Nos ha nacido un niño: el Dios de toda majestad, se anonadó a sí mismo, se hizo semejante a nosotros no sólo tomando el cuerpo terrestre de los mortales, sino aún más, haciéndose a la edad de un niño, cargado de debilidad y pequeñez. ¡Bienaventurada infancia, cuya debilidad y simplicidad son más fuertes y más sabias que todos los hombres! Porque, en verdad, la fuerza de Dios y la sabiduría de Dios llevan a cabo aquí su obra divina a través de nuestras realidades humanas. Sí, la debilidad de este niño vence al príncipe de este mundo; rompe nuestras ataduras y nos libera de nuestra cautividad. La simplicidad de este niño, la cual parece muda y faltada de palabra, vuelve elocuentes las lenguas de los hijos; les hace hablar con el lenguaje de los hombres y de los ángeles... Este niño parece ignorante pero es quien enseña la sabiduría a los hombres y a los ángeles, él que, en realidad, es... la Sabiduría de Dios y su Verbo, su Palabra.
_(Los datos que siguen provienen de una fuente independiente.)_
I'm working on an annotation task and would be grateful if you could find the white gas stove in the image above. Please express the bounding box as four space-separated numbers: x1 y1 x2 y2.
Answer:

¡Oh santa y dulce infancia, que devuelves a los hombres la verdadera inocencia gracias a la cual a cualquier edad se puede regresar a la bendita infancia y asemejarse a ella, no por la pequeñez de sus miembros, sino por la humildad de corazón y la suavidad de su comportamiento! Indudablemente, vosotros los hijos de Adán, que sois tan grandes a vuestros propios ojos..., si no os convertís y no os hacéis como ese niño, no entraréis en el Reino de los cielos. «Yo soy la puerta del Reino», dice ese niño. Si la altura de los hombres no se inclina, esta humilde puerta no los dejará entrar.
(Referencias bíblicas: : Is 9,5; 1C 1,24; Jn 12,31; Sab 10,21; 1C 13,1; Sl 93,10; Mt 18,3-4; Jn 10).